The provision of ‘bank-like’ services by non-banks is growing fast and becoming a significant part of the financial services landscape. Enhanced regulatory scrutiny and an economic downturn are unlikely to reverse this trend – therefore the potential for customer harm will remain. Three areas for improvement include:

  1. GREATER SECTOR TRANSPARENCY
    The FCA is clearly stepping up its activity, and the firms themselves have a role to play. However, a lack of transparency is a concern. There is limited information in the public domain despite the sector’s size and (Most of the statistics for this report had to be obtained via specific Freedom of Information Act requests to the FCA, for example). The current FCA approach places too much reliance on sampling and self-certification: the FCA asking firms for things to be done to safeguard customers, and firms saying that they have done them without supplying the underlying proof or a universal FCA check that unequivocally demonstrates the same.
  2. ENHANCE REGULATORY FOCUS
    The remit, skills and resources at the FCA’s disposal need to be reviewed, improved and clarified with respect to e-money and payment institutions as the sector continues to grow. Banks are supervised by both the Prudential Regulatory Authority (a division of the Bank of England primarily concerned with whether banks are safe institutions and financial markets remain stable), and the Financial Conduct Authority (primarily concerned with day to day conduct and whether customers are treated fairly). For e-money and payment institutions, the FCA is effectively having to perform both the FCA and PRA roles. In addition, few non-bank service providers have a dedicated FCA supervisor, with the FCA prioritising cases of consumer harm (i.e. sorting out failures, rather than preventing them in the first place).
  3. IMPROVE CONSUMER PROTECTION
    A further question needs to be asked regarding the future of safeguarding as a protection mechanism instead of FSCS cover, as the lines between banking and ‘bank-like’ services become more blurred from a customer perspective. Now that a wider range of firms can issue payment cards, process direct debits and credit transfers, offer customer-specific sort-codes and account numbers, and hold funds, the onus of understanding which regime their money is held under, and the resulting degree of protection, is becoming too much to ask of consumers. It shouldn’t take a skilled legal practitioner or financial investigator to decipher a firm’s regulatory status and the resulting protection available, let alone whether safeguarding arrangements have somehow been undermined behind the scenes. Financial services have something to learn from the UK travel industry, where “ATOL protected” is a hallmark of confidence that is simple to understand and verify.

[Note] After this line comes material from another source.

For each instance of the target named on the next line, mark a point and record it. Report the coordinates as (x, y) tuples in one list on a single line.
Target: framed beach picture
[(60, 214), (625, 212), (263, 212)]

If safeguarding continues to be the only form of protection for customers of e-money and payment institutions, then the FCA should obtain clear proof that adequate segregation and reconciliation of customer funds is being performed in every case, the firm can facilitate the immediate return of funds on request during normal business operations, verify that clear and credible orderly wind-down plans (so called “living wills”) are actually maintained to expedite the return of all customer funds if the business fails, and ensure that adequate capital is available to pay for insolvency costs.

Conclusion

The line between bank and non-bank provision of financial services is becoming increasingly blurred due to the significant growth in the number and use of electronic money and payment institutions. While differences in the level of protection exist, consumers need to be adequately warned, with a clearer hallmark of safety that discriminates between banks and non-banks, including transparency into how funds are safeguarded in the case of the latter. Alternatively, e-money and payment institutions should be incorporated within the scope of the FSCS.

The industry needs to work on improving transparency and maintaining trust against a backdrop of an expected increase in enforcement action and business failure. It will have to pay the cost one way or the other. Regardless, the FCA should raise its game to more proactively scrutinise firms to prevent consumer harm.